The impact of cross-linking on corneal biomechanics and its ability to halt progression of keratoconus in most eyes has been well documented. However, cross-linking is not intended to fully rehabilitate the patient’s vision, especially in cases with significant corneal warpage. For this reason, many patients still have poor vision after successful cross-linking.

Gustavo Tamayo
Gustavo E. Tamayo

Topography-guided PRK has been used successfully in eyes with keratoconus, but it may not fully restore good vision, as it only takes into account the anterior corneal anatomy and does not consider internal aberrations or refraction. Ideally, we would like to regularize the cornea and address lower- and higher-order aberrations to improve the retinal image quality. For this study, we used a newer high-resolution wavefront system (iDesign, Johnson & Johnson Vision) that has the ability to measure more highly aberrated corneas.
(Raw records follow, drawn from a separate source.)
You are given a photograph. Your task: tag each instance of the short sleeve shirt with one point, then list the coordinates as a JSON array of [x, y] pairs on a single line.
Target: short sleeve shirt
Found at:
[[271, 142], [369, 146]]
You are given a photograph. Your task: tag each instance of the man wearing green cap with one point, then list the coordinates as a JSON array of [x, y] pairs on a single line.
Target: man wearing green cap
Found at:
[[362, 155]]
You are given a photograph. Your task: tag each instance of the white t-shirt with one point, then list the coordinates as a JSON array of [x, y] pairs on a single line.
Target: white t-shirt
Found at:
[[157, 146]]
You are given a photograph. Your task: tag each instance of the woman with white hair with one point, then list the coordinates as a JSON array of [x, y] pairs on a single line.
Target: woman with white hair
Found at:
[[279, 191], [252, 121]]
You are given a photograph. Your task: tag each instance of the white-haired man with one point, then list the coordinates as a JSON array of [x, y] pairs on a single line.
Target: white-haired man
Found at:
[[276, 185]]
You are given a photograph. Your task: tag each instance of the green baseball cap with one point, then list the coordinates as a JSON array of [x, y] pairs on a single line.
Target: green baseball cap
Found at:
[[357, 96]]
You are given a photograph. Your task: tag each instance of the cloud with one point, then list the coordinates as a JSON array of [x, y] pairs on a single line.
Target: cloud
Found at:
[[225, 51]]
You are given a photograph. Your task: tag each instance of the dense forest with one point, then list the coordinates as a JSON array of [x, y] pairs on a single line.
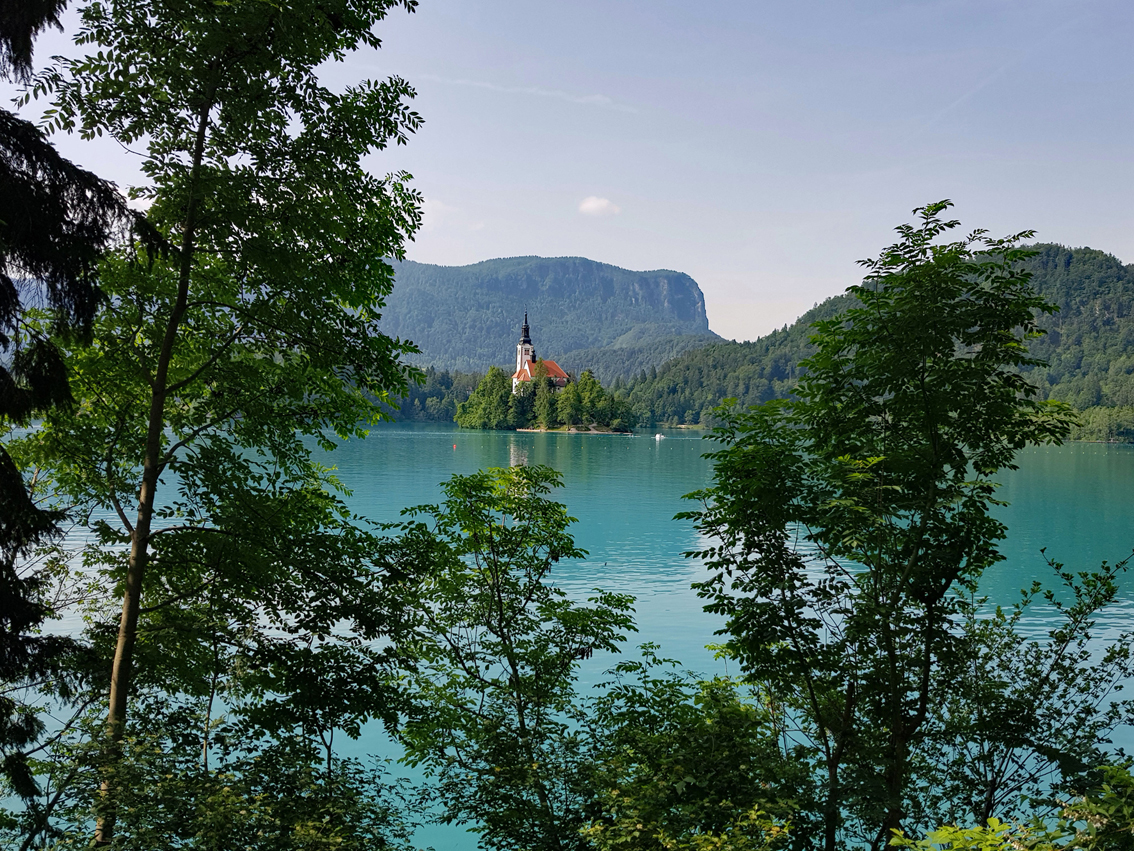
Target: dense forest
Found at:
[[538, 404], [467, 318]]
Subjects in the study ranged from 18 to 51 years old. Cross-linking and PRK were performed on the same surgical day. First, the epithelium was removed, and iDesign-guided PRK was performed with the Star S4 IR excimer laser (Johnson & Johnson Vision). Treatment was targeted to achieve a residual bed thickness of at least 350 µm. Immediately after PRK, cross-linking was performed with the KXL system and VibeX Rapid (Avedro/Glaukos). At the end of the procedure, mitomycin C 0.02% was applied for 1 minute. After rinsing the MMC, a bandage contact lens was placed. Patients were followed at day 3, week 1, and months 1, 3, 6 and 12.

Corrected distance visual acuity graph
Figure 1. Corrected distance visual acuity preoperatively and uncorrected distance visual acuity at 12 months postoperatively.

Source: Gustavo E. Tamayo, MD

We were able to improve the mean manifest refraction spherical equivalent from –2.39 D preop to –0.13 D at 12 months postop, with good stability of the refraction over time. There was a corresponding improvement in uncorrected distance visual acuity (UDVA) from 0.77 logMAR to 0.08 logMAR. Ninety-three percent of eyes were within 1 D of the intended correction; 63% were within 0.5 D. Ninety-three percent of eyes had UDVA of 20/32 or better and 56% were 20/20 or better (Figure 1). Mean flat and steep K were significantly reduced from 42.49 D and 45.94 D, respectively, to 41.36 D and 42.65 D postop. There was no clinically significant haze or loss of corrected distance visual acuity.

The advancement of wavefront technology to the point that we can capture these more highly aberrated eyes provides new options for our patients with keratoconus. Where feasible, I believe a wavefront-guided procedure that addresses all ocular aberrations, including those from the anterior and posterior cornea, in conjunction with cross-linking, is the best option for the management of keratoconus. Performing both procedures on the same day (with MMC at the conclusion of the case) can speed visual recovery and avoid haze. In eyes that have already undergone cross-linking, a later wavefront-guided PRK procedure is also an option.